When applying for a personal loan, lenders will ask why you need the funds — and your answer matters. While many lenders offer personal loans that can be used for any (legal) purpose, some place restrictions on how funds can be used or adjust rates based on your intended purpose.
Understanding how loan purpose affects your approval odds, loan amount, interest rates and terms can help you get the best possible deal. Here’s what to know before you apply.
Debt consolidation, emergency expenses and home improvement are all common uses for personal loans. However you intend to use your loan, be prepared to disclose your loan purpose to the lender — it’s often a required part of the application process.
The loan purpose matters because the lender needs to determine whether the money will be used for something it allows. Some lenders may have specific restrictions as to what funds can be used for. The purpose of your loan may also impact the amount, interest rate and terms you qualify for.
Some lenders only offer loans for specific purposes. For instance, Happy Money specializes in loans for credit card debt consolidation. This can be a problem if you are trying to consolidate other unsecured debts, like a high-interest payday loan. In this case, you’d have to consider another lender.
Your loan purpose may impact the amount you’re allowed to borrow.
While some lenders like LightStream offer loans of up to $100,000, this is typically reserved for major purchases or home improvement projects. If you want to pay for a vacation (or other non-necessity) with your loan, you’re unlikely to qualify for a lender’s maximum amount — even with excellent credit.

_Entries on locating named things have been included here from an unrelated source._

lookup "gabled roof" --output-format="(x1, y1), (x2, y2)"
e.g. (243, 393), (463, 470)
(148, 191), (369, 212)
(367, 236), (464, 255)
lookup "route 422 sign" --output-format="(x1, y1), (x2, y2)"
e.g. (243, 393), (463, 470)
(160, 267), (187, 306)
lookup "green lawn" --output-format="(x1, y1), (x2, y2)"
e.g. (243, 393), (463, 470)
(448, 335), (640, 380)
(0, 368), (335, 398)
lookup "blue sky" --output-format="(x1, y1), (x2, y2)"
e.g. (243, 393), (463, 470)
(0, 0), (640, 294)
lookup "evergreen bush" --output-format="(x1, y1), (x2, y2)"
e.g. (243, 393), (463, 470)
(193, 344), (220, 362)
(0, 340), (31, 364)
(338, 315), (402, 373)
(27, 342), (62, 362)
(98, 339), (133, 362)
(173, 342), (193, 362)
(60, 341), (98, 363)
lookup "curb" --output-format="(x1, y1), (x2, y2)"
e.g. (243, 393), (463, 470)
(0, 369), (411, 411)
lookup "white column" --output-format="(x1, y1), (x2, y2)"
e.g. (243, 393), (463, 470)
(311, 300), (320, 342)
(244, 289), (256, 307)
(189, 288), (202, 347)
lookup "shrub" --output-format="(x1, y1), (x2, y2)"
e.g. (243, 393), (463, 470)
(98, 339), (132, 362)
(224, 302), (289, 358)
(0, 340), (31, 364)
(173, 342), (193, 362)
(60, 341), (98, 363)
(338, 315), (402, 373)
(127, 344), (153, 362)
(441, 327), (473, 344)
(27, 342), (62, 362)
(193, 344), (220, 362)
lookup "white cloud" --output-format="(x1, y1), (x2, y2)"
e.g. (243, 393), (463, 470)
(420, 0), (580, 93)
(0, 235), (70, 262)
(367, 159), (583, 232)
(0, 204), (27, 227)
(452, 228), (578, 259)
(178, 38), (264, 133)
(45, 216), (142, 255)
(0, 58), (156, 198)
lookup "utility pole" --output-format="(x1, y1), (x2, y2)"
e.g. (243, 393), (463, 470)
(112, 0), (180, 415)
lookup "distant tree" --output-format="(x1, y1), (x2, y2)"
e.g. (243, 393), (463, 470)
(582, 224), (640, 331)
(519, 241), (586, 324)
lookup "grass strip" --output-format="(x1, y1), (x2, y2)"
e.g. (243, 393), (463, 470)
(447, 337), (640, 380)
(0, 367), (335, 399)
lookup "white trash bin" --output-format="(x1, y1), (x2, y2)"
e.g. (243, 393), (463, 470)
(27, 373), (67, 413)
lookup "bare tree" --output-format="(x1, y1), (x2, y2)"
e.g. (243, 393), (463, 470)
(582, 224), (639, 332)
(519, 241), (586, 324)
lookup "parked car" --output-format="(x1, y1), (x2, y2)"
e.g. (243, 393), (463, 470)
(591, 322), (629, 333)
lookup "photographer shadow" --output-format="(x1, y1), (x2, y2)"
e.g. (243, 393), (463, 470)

Like loan amount, the repayment terms that are available to you may depend on your loan purpose.
For example, LightStream offers terms of up to 12 years for home improvement loans but limits terms to up to seven years for other purposes. Before accepting a loan, review the repayment terms carefully to ensure you can comfortably afford the monthly payments.
When comparing lenders, you will quickly find that interest rates vary significantly. Your personal loan rate will be based on factors like credit score, income, loan amount and term.